Re: SYNCHRONIZE_CACHE from sd_preppare_flush does not have retries.!

James Bottomley <James.Bottomley@xxxxxxx> · Mon, 19 Apr 2010 13:45:40 -0500

On Mon, 2010-04-19 at 20:14 +0200, Bernd Schubert wrote:
> On Monday 19 April 2010, Mike Christie wrote:
> > On 04/19/2010 06:32 AM, Desai, Kashyap wrote:
> > > I am facing one issue with scsi stack.
> > > Here is a background of my test.
> > >
> > > Mount ext3 file system with journaling support with barrier=1, commit=5
> > > Now, with this setup file system will do submit_bh with  WRITE_BARRIER
> > > flag set for interval of 5 seconds. (This is a part of journaling.)
> > > Eventually it will call queue_flush() which will generate SCSI command of
> > > CDB: SYNCHRONIZE_CAHCE and insert it into the request queue.

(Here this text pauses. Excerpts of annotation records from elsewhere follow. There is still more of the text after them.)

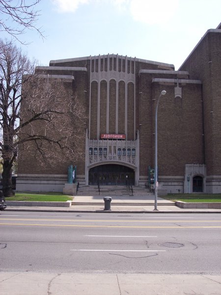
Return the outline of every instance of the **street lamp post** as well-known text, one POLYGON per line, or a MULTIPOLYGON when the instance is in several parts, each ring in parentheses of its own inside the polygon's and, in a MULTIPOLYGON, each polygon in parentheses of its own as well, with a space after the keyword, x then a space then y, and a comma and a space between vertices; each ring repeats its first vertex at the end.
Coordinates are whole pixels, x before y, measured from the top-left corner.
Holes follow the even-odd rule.
POLYGON ((165 90, 161 91, 161 93, 158 97, 156 106, 155 113, 155 167, 154 168, 154 210, 157 210, 157 188, 158 187, 158 181, 157 181, 157 110, 158 109, 159 102, 162 95, 165 95, 166 93, 165 90))

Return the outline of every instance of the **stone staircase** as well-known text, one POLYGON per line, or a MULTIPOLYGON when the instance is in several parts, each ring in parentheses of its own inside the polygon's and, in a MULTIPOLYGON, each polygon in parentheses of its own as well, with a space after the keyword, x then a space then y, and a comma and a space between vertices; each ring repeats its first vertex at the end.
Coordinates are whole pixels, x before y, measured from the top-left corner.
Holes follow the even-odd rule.
MULTIPOLYGON (((100 185, 100 196, 154 196, 153 193, 143 186, 133 186, 133 194, 131 187, 130 190, 126 186, 100 185)), ((99 191, 97 185, 80 185, 78 191, 79 196, 98 196, 99 191)))

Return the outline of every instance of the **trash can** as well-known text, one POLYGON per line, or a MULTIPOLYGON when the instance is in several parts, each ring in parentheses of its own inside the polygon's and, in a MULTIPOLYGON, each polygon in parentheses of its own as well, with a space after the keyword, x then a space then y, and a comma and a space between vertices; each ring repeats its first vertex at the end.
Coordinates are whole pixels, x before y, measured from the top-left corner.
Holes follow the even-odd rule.
POLYGON ((111 197, 104 197, 104 201, 105 201, 105 208, 104 210, 111 210, 110 202, 111 202, 111 197))

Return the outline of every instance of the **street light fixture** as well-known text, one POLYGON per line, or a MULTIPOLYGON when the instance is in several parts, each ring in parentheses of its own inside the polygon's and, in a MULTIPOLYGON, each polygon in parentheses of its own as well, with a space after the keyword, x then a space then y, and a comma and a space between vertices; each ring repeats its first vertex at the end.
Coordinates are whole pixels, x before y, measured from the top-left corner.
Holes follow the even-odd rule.
POLYGON ((157 181, 157 110, 158 109, 159 102, 162 95, 165 95, 166 93, 166 90, 163 90, 158 97, 157 101, 157 105, 156 106, 155 113, 155 167, 154 168, 154 210, 157 210, 157 188, 158 187, 158 181, 157 181))

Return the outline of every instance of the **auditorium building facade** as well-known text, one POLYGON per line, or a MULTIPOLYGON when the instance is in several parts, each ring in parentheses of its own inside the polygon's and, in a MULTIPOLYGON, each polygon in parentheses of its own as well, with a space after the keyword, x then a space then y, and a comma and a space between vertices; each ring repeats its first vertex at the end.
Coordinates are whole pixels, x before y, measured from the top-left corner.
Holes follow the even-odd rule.
POLYGON ((65 79, 83 102, 85 156, 49 172, 27 164, 34 161, 27 155, 19 163, 17 190, 62 191, 71 164, 81 185, 152 183, 156 102, 164 90, 158 110, 158 193, 221 193, 221 25, 205 33, 178 70, 117 54, 36 67, 36 73, 65 79))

I observed
> > > that creation of SYNCHRONIZE_CACHE is a part of sd_prepare_flush(). Here
> > > we have timeout set to SD_TIMEOUT but retries are not set. Because of
> > > retries of the request is not set, there is no retries allowed for
> > > SYNCHRONIZE_CACHE at mid layer.
> > >
> > > Because of zero retries for SYNCHRONIZE_CACHE command at mid-layer, it is
> > > creating trouble for file system. In current situation, Even though LLD
> > > send back commands with DID_RESET, SYNCHRONIZE_CACHE will fail
> > > immediately without going for any retries, when HBA is in recovery state.
> > > Eventually this information goes to File system and it sees
> > > SYNCHRONIZE_CAHCE is failed and file system goes to Read only mode.
> > >
> > > My question is "Can we add in sd_prepare_flush(), rq->retries = X" some
> > > reasonable retries value ?
> > 
> > I am not sure where we want it, but I think we want to be able to set
> > both the retries and timeout. I have seen where a sync cache can take
> > longer than the default 30 secs.
> > 
> > Do you think we want to the block layer to manage retries/timeouts for
> > all block device flushes or is this more device specific? I was thinking
> > that we may want to create a sysfs interface under the block dirs and
> > have blk-sysfs.c and blk-barrier.c handle this. queue_flush could set
> > the timeout and retries that is set by some new files under
> > /sys/block/sdX/queue/ ?
> 
> 
> Good that now also other people run into it. 30s is far too small for any 
> hardware raid unit with SATA disks. 

It's far too short for just about any HW RAID since they all tend to
have multi-megabytes to gigabytes of cache (some of the high end have
terrabytes).  It has to be said that most arrays with battery backed
caches lie when asked to flush the cache, but we probably need to get
users into the habit of not using flush barriers with external Arrays.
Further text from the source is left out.